My favorite film director, France’s Jean Rollin, passed away on December 15th at the age of 72.
There are three types of people in the world: those who love Rollin, those who will eventually love Rollin once their eyes are opened, and those who just don’t matter.
When I first told Arleigh that Rollin had passed, he mentioned that the American director Blake Edwards had died as well. Oddly enough, I sometimes think of my favorite Rollin film — Night of the Hunted (which I reviewed on this site) — as being a rather grim, Grindhouse version of another one of my favorite films, Breakfast at Tiffany’s. The main difference, of course, is that Edwards’ Holly Golightly is allowed to triumph at the end while Rollin’s version is destroyed by an embarrassed mainstream establishment. History, I think, has given us little room for doubt concerning which vision is closer to the truth.

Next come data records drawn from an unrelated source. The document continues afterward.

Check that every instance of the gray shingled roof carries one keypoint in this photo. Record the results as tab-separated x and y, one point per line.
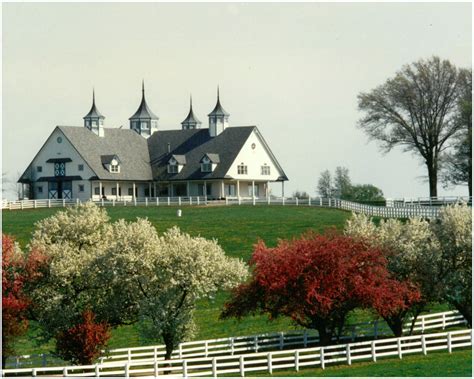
195	143
126	144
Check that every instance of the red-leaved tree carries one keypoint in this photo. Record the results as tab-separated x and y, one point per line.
83	343
317	280
18	271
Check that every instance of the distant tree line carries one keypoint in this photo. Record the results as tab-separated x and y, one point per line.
341	187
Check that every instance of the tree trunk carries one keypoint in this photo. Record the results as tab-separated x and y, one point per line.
433	177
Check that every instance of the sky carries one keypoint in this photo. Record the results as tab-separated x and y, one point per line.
294	70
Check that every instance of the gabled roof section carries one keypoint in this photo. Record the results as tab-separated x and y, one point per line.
195	144
143	111
214	158
180	159
106	159
124	143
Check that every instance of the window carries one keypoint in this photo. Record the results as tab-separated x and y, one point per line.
206	167
242	169
60	169
172	169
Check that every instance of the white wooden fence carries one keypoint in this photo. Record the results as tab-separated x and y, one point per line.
253	343
397	209
265	361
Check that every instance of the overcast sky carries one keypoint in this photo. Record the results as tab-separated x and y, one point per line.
294	70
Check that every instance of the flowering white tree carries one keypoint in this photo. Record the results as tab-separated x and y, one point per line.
168	278
125	272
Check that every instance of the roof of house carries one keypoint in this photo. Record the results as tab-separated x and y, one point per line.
194	144
124	143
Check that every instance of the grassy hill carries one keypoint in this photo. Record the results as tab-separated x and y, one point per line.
236	228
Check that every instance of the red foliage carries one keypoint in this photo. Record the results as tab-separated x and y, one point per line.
316	280
18	270
82	343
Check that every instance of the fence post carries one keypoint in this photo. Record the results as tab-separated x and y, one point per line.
242	366
374	355
423	344
297	360
214	367
185	369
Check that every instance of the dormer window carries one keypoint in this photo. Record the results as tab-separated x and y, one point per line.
176	163
111	163
209	162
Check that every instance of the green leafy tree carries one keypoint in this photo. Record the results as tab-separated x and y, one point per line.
416	109
325	185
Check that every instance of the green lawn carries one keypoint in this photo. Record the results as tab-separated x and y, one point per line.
237	228
440	364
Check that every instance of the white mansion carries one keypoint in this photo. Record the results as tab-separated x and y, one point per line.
96	162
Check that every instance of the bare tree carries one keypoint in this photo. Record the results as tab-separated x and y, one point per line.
416	110
457	166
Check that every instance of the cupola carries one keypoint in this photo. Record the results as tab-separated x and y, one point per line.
191	121
218	118
144	121
94	120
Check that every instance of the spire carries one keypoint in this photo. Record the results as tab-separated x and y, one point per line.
94	112
143	111
218	109
191	121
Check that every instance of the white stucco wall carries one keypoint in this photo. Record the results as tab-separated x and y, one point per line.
253	159
53	149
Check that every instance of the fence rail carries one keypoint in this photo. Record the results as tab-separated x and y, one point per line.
397	208
254	343
265	361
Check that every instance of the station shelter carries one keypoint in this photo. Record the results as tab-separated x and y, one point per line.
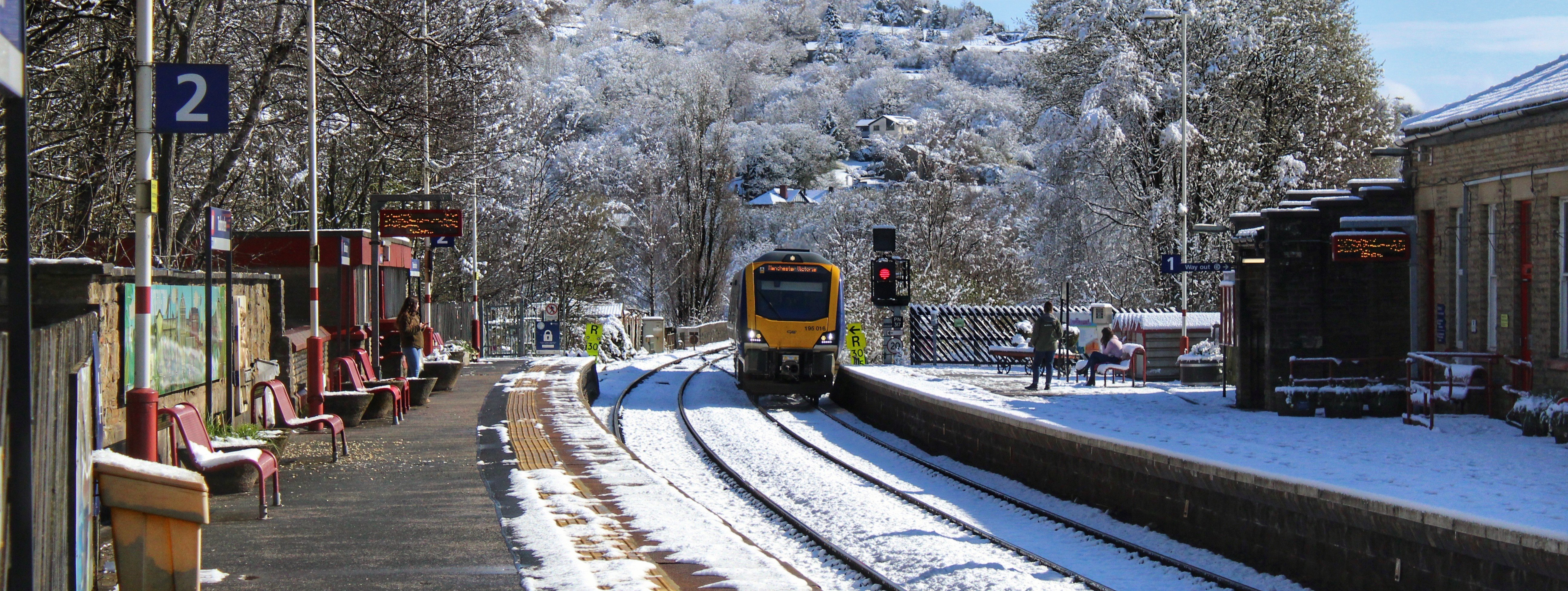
349	289
1321	284
1490	176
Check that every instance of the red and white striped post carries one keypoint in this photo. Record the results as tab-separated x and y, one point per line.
142	402
314	375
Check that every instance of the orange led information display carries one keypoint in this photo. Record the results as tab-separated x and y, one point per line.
797	269
421	223
1351	247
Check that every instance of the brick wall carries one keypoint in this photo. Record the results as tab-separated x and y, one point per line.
1440	170
1318	537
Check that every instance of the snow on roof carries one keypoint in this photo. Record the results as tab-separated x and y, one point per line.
1133	322
1544	85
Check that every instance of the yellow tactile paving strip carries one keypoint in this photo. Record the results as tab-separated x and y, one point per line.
535	449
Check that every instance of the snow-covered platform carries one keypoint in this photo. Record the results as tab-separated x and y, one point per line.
1327	502
581	513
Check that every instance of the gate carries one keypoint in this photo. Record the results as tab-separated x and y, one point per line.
962	335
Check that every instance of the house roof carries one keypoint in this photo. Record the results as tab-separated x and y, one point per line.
1544	85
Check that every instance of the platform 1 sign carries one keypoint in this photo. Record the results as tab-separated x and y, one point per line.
548	336
855	341
592	335
11	38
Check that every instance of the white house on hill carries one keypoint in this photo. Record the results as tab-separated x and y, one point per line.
887	124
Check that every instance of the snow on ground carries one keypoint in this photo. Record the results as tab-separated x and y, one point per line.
1081	513
655	433
899	540
615	377
1468	466
675	523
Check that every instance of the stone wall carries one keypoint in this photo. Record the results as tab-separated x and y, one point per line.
1319	537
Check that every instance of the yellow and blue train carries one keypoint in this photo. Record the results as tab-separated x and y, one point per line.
786	314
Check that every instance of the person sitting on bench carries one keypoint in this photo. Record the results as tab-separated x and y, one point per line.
1109	353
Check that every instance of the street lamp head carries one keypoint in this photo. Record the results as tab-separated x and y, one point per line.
1159	15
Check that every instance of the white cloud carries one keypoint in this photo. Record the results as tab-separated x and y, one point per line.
1528	35
1404	93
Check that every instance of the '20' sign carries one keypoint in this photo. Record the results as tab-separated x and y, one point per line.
192	99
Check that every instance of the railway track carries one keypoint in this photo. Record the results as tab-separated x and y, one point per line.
1092	532
852	563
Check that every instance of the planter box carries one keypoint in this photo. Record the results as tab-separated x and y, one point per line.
347	405
446	374
1199	372
382	405
419	391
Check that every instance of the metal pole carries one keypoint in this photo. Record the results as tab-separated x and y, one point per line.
430	253
316	380
476	253
142	402
207	320
1186	131
19	352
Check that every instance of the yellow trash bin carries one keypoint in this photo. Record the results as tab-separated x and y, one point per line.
157	513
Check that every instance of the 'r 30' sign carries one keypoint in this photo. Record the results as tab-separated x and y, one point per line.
192	99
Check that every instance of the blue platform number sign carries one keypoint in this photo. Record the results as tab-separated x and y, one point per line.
11	57
192	99
548	335
220	225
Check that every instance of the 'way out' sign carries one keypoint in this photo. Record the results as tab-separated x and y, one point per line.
190	99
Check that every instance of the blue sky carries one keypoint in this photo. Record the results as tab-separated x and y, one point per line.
1435	52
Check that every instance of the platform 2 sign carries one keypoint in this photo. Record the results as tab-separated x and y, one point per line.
548	336
421	223
592	335
855	341
190	99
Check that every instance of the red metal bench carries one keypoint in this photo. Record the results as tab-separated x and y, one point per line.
276	399
195	433
349	379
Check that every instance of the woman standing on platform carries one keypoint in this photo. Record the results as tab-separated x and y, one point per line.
411	336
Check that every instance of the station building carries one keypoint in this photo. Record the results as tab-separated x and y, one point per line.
1490	176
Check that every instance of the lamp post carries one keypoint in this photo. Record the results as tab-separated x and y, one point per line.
1169	15
314	379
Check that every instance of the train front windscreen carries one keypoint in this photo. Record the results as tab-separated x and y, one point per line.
792	292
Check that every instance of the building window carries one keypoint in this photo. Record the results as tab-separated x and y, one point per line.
1492	278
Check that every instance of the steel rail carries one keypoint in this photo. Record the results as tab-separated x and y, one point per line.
854	563
615	413
1112	540
937	512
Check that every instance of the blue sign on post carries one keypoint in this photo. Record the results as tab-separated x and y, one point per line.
190	99
220	223
548	335
11	41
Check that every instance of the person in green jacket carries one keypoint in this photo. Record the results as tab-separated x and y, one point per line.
1048	331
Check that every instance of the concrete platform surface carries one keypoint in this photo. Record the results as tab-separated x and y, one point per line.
407	510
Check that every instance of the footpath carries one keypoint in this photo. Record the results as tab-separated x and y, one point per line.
407	510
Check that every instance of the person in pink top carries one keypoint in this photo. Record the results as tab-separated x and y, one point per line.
1109	353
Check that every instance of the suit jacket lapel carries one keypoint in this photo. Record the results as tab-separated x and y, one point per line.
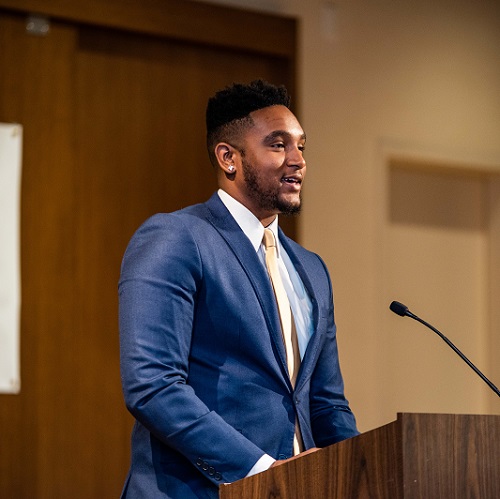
312	351
224	223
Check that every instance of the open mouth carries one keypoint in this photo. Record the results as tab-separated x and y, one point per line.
292	180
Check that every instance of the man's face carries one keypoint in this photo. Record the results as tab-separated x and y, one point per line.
272	164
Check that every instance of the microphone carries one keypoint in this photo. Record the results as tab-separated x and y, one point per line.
402	310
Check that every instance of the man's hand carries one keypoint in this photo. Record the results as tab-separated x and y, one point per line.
282	461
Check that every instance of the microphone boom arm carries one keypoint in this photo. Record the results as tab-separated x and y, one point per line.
402	310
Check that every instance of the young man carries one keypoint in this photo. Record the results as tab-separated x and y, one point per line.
228	348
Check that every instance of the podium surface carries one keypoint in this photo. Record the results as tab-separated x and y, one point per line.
425	456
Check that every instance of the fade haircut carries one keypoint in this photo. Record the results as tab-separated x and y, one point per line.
228	111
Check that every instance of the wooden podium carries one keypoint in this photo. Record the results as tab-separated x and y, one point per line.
425	456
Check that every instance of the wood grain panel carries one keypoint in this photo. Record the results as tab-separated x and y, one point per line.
36	92
191	21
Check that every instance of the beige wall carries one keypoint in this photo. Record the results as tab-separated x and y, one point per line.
415	85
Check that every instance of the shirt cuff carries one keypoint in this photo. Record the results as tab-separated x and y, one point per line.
263	464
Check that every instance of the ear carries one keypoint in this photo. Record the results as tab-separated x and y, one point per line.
226	156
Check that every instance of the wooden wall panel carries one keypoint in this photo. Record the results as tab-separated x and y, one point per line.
113	132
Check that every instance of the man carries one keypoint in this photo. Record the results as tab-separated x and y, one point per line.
224	376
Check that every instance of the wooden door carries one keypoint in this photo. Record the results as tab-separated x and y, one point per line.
113	133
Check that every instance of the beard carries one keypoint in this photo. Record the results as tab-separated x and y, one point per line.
267	197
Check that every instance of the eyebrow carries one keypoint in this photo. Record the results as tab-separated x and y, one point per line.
282	133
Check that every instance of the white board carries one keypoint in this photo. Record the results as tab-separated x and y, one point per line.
10	279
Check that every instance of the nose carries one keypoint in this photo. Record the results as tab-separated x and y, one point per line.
296	158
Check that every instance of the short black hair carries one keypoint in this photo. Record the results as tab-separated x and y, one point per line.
228	111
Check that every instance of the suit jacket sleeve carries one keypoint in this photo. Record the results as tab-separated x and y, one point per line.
331	417
161	276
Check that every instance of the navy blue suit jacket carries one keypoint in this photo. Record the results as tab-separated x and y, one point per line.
202	358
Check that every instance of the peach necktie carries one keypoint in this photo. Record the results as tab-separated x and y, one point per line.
286	318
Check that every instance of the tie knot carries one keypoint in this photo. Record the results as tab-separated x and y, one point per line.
269	240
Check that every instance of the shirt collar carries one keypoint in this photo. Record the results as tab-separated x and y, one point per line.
247	221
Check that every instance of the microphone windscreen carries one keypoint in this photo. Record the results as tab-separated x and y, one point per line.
398	308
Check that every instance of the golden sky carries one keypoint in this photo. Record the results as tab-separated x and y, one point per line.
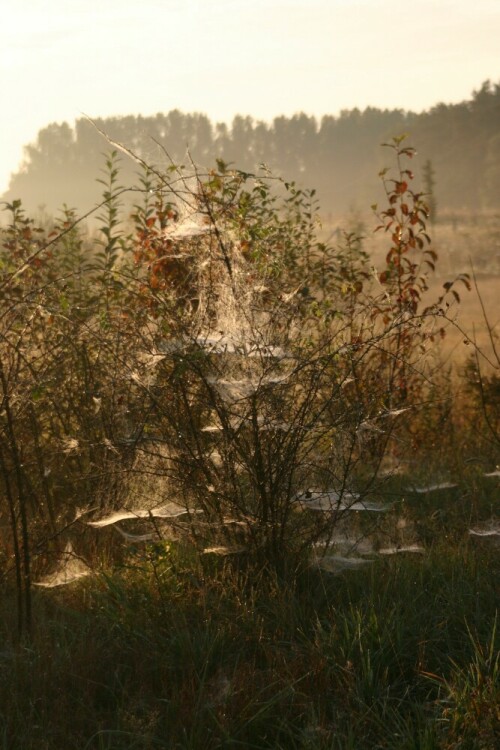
61	58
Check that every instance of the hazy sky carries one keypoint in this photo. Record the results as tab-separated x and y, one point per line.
223	57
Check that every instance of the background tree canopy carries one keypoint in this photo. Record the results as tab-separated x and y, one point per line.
339	156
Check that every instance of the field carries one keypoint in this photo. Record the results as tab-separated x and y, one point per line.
246	499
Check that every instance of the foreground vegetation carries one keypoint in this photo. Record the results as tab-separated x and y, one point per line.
240	401
161	654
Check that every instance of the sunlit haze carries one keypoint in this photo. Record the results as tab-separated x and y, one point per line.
262	58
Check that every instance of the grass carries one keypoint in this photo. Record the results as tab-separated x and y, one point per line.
402	655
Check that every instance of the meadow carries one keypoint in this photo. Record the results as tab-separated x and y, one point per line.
247	501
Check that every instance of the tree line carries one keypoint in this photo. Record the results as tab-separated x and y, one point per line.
337	155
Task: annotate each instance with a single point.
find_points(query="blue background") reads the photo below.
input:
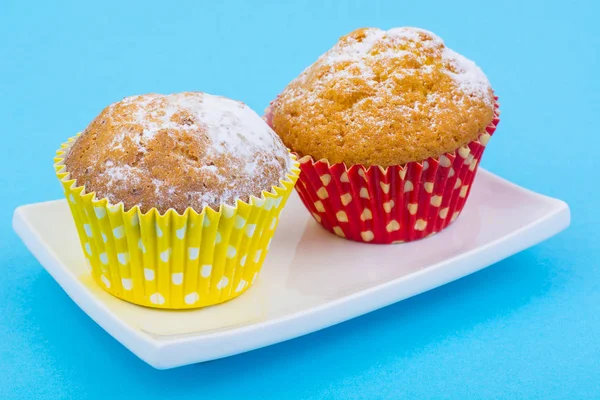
(527, 327)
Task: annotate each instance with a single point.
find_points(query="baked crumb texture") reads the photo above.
(384, 98)
(394, 204)
(173, 260)
(177, 151)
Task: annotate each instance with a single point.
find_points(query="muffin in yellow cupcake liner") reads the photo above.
(170, 260)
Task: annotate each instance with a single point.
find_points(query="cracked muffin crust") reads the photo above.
(384, 98)
(177, 151)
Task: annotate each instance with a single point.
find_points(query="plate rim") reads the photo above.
(158, 352)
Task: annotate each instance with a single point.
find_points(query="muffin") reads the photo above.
(389, 127)
(176, 197)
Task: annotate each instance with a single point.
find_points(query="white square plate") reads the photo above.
(311, 279)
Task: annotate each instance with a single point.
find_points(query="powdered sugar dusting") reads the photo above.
(174, 151)
(374, 46)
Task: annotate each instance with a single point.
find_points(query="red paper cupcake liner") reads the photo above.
(394, 204)
(400, 203)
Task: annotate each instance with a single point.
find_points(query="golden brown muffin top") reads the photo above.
(177, 151)
(384, 98)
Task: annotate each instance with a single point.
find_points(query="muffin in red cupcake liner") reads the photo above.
(396, 204)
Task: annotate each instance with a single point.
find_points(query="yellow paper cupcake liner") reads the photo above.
(174, 261)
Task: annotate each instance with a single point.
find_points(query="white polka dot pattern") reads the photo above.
(391, 204)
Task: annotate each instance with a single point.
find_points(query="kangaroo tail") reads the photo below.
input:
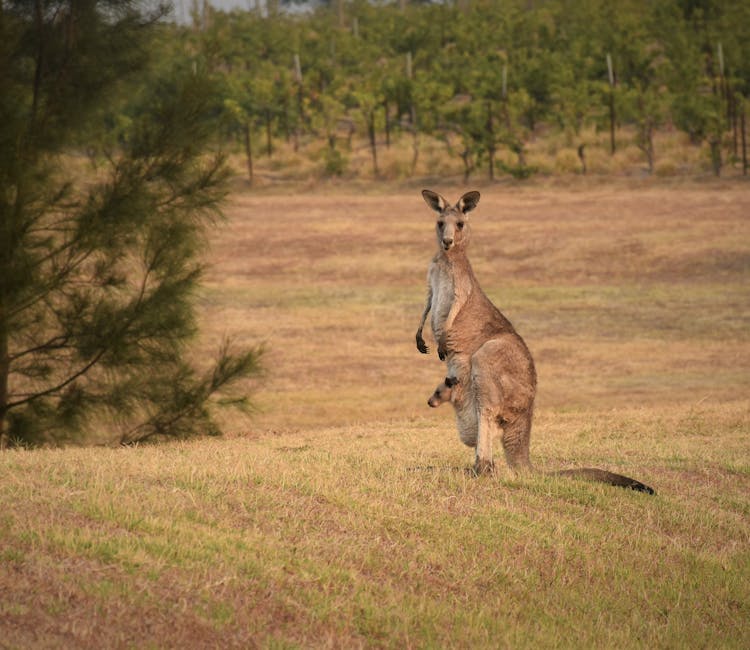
(603, 476)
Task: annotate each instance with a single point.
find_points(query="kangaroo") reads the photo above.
(484, 353)
(451, 390)
(480, 345)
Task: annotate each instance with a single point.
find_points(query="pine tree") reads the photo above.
(98, 268)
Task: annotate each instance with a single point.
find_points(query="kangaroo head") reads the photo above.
(443, 392)
(452, 227)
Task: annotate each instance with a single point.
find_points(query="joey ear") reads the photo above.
(468, 201)
(434, 200)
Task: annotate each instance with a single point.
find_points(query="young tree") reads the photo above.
(98, 269)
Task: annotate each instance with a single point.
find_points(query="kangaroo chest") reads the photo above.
(443, 289)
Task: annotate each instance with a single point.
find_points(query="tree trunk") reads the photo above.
(4, 372)
(248, 152)
(612, 119)
(373, 144)
(269, 142)
(387, 125)
(490, 142)
(743, 137)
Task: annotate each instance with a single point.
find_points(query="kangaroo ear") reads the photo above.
(468, 201)
(434, 200)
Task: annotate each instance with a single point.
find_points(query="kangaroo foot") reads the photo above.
(482, 466)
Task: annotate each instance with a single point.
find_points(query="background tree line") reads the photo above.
(482, 76)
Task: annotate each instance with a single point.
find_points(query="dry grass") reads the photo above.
(342, 515)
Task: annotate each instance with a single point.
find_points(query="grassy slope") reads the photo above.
(342, 515)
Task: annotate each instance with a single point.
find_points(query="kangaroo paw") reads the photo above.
(482, 466)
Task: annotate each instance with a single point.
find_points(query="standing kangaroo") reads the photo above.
(480, 345)
(485, 355)
(450, 390)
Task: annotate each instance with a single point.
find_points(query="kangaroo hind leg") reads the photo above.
(516, 440)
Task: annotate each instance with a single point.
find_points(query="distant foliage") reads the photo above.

In his best films (Night of the Hunted, The Living Dead Girl, Two Orphan Vampires, Requiem For A Vampire, The Grapes of Death, Fascination, Lost In New York, The Sidewalks of Bangkok, Shiver of the Vampires), Rollin proved himself to be a cinematic poet with an eye for dream-like imagery and a special skill for capturing the mysteries, ambiguities, and ultimate beauty of female friendship and sisterhood.